One of the New 47 Footers
There are times I remember back to those days and realize that our crew was the vanguard of a newer class of Old Guard personnel. We didn't feel it at the time, but as the years have passed, one begins to realize just how Old Guard we really were. We relied more on 'seat of the pants skill' than high tech equipment. Of the hundreds of small craft owners we towed back to the harbor, few probably realize just how fortunate they were for us to have been there. Stranded as they may have been, things could have turned dangerous very quickly without our intervention. There were times we had boats catch on fire, several capsizings with people in the water, boats lost in thick fog not knowing what to do. We also had one serious situation where one of the smaller commercial trawlers, the Holmes, got caught in heavy surf trying to cross the bar and was eventually battered against the ominous black rocks of the South Jetty. A crew on the 44303 pulled them off just seconds before the Holmes was shattered into kindling wood; a daring and dangerous rescue it was in deed.

Harmony under Tow
We also had the severed thumb or broken finger calls, and one I was directly involved in, a heart attack
victim who had collapsed onboard the fshing vessel Poky. Our crew received commendation for that one. And then the time the large trawler Harmony broke down during stormy weather and we had to head out and tow them back to safety. It was a nasty long and wet ride.

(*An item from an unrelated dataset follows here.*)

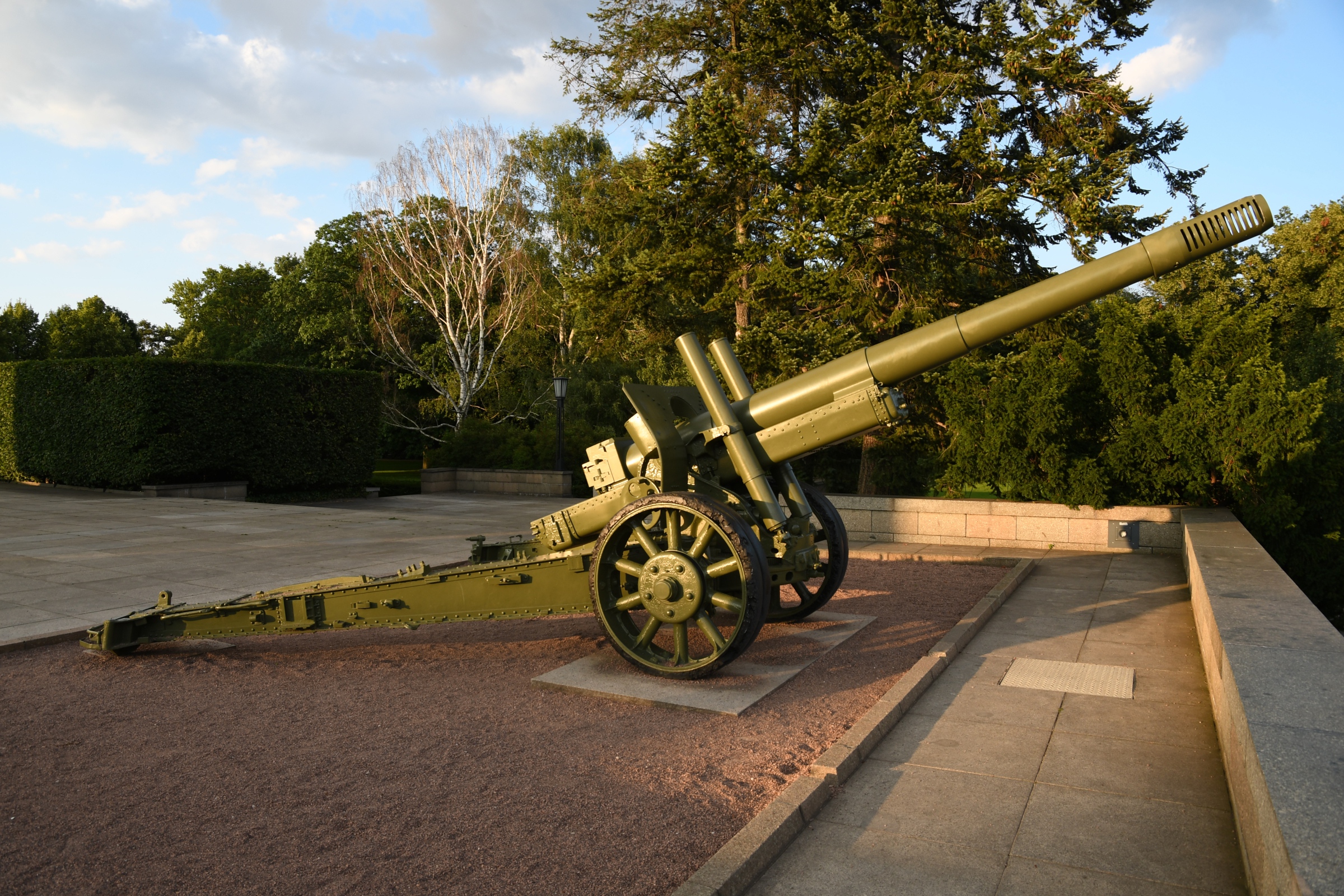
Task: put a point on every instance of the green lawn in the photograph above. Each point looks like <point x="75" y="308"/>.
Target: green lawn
<point x="397" y="477"/>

Yeah, the Old Guard helped to build a lot of character for a lot of searching young men back then, To see a movie come out that focuses on the achievements of a previous generation of Old Guard crewmates, well, it does one good. I hope many of you will find the time to watch this new movie and hopefully it will give you a greater respect for a branch of the military few think much about. They are unsung hereos often going into harms way in obscurity. It's good to see them receive some recognition.